His influences are as vast as the Mississippi, and he has openly acknowledged his debt to them, frequently recording (as in his last two albums) collections of covers made famous by other artists before him. Dylan’s corpus is ecumenical in its ambition to leave nothing out. Much of its uniqueness consists in a refusal to stay put, a relentless quest for surprise. Even a finished song is never really complete: what you hear on the album recording may be nothing like what you hear in concert. In a live performance now, it may be a few bars before you realize that what you’re hearing is “Tangled Up in Blue,” as strange and alive as it ever was. Dylan is a particularly nomadic sort of minstrel, wandering the American musical landscape without ever getting lost, and the forward thrust of his songwriting has always been proportional to the depth of his musical memory. He is always one step ahead of his audience, and one step behind.

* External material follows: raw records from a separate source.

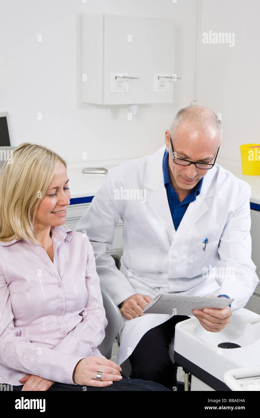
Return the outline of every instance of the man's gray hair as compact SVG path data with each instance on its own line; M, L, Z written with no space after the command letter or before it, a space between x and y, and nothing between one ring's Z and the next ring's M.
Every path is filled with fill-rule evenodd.
M220 144L222 139L221 122L212 110L202 106L189 106L179 110L170 127L170 133L173 140L178 128L184 122L191 122L207 133L209 128L214 127L218 130Z

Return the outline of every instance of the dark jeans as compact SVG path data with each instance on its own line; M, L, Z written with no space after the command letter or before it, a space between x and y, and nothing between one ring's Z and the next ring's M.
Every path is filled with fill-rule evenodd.
M154 382L146 382L140 379L128 379L124 375L121 373L123 379L117 382L114 382L109 386L105 387L97 387L96 386L84 386L80 385L66 385L65 383L59 383L56 382L47 392L51 392L57 390L78 390L81 392L93 392L95 390L99 390L106 392L111 392L115 390L133 391L134 390L140 391L169 391L169 390L164 387L159 383ZM21 390L23 385L13 387L13 390Z
M177 388L177 367L170 358L169 345L176 324L189 319L174 315L144 334L129 357L132 366L130 379L156 382L172 390L174 387Z

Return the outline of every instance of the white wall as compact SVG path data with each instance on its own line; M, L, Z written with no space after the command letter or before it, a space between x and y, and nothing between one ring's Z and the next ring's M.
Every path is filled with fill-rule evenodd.
M164 143L164 132L176 112L194 98L197 4L197 0L0 0L0 112L9 112L13 145L41 144L69 162L82 161L85 151L90 161L155 151ZM126 106L81 102L81 16L88 13L176 20L174 72L182 79L176 82L172 104L140 105L130 121ZM37 42L38 35L41 42ZM42 120L37 119L38 112Z
M260 143L260 2L202 0L201 10L198 99L222 114L218 155L241 166L239 145ZM235 33L235 46L203 43L210 30Z

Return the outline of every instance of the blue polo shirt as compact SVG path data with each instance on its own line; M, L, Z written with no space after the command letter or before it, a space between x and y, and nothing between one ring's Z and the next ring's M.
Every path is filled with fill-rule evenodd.
M167 159L169 155L169 151L166 148L162 160L162 171L164 174L164 186L166 189L171 214L175 231L177 231L182 218L184 216L184 213L188 208L189 204L195 200L197 196L199 194L203 181L203 177L200 179L196 184L195 188L190 191L189 194L186 196L182 201L180 202L178 198L177 193L172 187L170 180L170 175L167 164Z

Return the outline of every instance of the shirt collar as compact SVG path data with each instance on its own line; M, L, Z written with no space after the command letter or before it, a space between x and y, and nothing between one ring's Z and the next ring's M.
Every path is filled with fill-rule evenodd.
M70 241L74 233L73 231L72 231L69 228L68 228L66 226L63 225L60 227L51 226L50 227L50 231L52 235L55 237L57 240L58 240L59 241L64 241L66 238L68 241ZM10 245L12 244L14 244L15 242L17 242L18 240L15 238L11 241L6 242L0 241L0 244L3 246ZM23 241L23 240L20 240Z
M163 160L162 160L162 171L164 174L164 186L166 186L167 184L171 184L171 180L170 179L170 175L169 173L169 171L168 168L168 164L167 163L167 159L168 158L168 156L169 155L169 150L166 147L165 150L164 151L164 155ZM200 190L202 184L202 182L203 181L203 177L202 177L200 179L199 181L196 185L196 187L194 189L192 190L191 192L189 194L191 195L191 196L194 197L194 199L196 199L196 196L198 195L200 193ZM173 188L172 188L173 189ZM175 191L175 190L174 190Z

When he was awarded the Nobel Prize for Literature, there was no shortage of understandable grumbling from poets and writers who questioned whether Dylan’s body of work counts as literature. Even if it does, they wondered aloud, was it worthy of the award? It may be true that, read on the page, without the music, Dylan’s lyrics do not compare favorably with the work of other great contemporary writers. But those lyrics cannot be separated from the organism of song. Taking them on their own is like taking the heart out of a body and laying it on the examining table. Even if it could still beat on its own, what good would it be? It is easy to understand why Dylan’s lyrics have been so celebrated—for one thing, it gives those who don’t like his voice something else to admire. But Dylan is not just a writer or a singer. And his voice is not only unique. It is a tradition.